Syria’s political instability has morphed from political revolt through predictable waves of systemic internal violence and at great human cost. External observers promptly assigned an exclusively ethno-sectarian label to the forms of civil war violence experienced in Syria. They might have learned something from Thucydides.
In Thucydides’ History fear, honour and profit framed the rationale for the Peloponnesian war. Today, commentators, political scientists and economists argue over whether existential threat, honour or greed is the primary motivator for civil war. Arbitrary distinctions between ‘old’ and ‘new’ civil wars are being made in order to navigate the realities of revolution and civil war, simplifying scenarios to semantics in order to better persuade policy makers.

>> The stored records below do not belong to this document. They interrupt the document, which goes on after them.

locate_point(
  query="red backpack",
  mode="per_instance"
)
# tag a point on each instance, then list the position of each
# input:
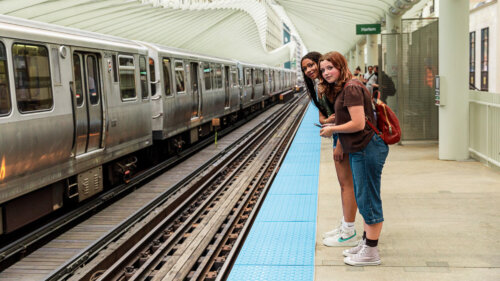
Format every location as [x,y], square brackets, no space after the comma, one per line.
[387,122]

‘Old’ Cold War-era-style civil wars are deemed to have been motivated by virtue, driven by grievance, politically inspired and shaped by well-defined articulated ideologies of social change, with popular support, often stemming from a breach of the social contract and revolt. ‘Old’ civil wars were usually fought in an organized fashion employing a conventional pattern of symmetric non-conventional systemic violence where protagonists impose unbearable costs on their opponents to ‘win by not losing’. ‘Old’ civil wars were conceived along clear fault lines often constitutional in origin along visible ideological battle frontlines. Conversely, ‘new’ post-Cold War, civil wars are considered to be motivated by vice. ‘New’ resource-based civil wars, are described as criminal enterprises, motivated by predation and profit and often facilitated by ethnic distinction; employing asymmetric non-conventional warfare with limited local support which is, more often than not, coerced. But the reality is different.
What do we make of Syria’s robust local networks of civil resistance which have sprung up in the form of administrative councils from 2011, adapting an ability to out-administer the incumbent regime, by out-governing the government? Local councils are creating a counter state with a ‘robust’ opposition. A comprehensive understanding of how, why and when opposition groups in civil war engage in civilian governance must have important policy implications for outsiders engaging with Syria. One critical and often overlooked concern is the fate of civilians caught in or attempting to escape the struggle. The creation and institutionalisation of these rule-based administrative and governance arrangements provides valuable insights into the motives of the opposition factions.
Providing shadow governance structures, especially where local councils involve the encouragement of voluntary participation (rather than through recruitment or ‘conscription’) indicates a future capacity to out-administer the incumbent central government. A review of resilient Syrian opposition groups or shadow administrations suggests that the nature of governance as well as the nature of warfare and violence is shaping the strategic logic of civil war transitions as a means of significant social change in the Middle East and North Africa.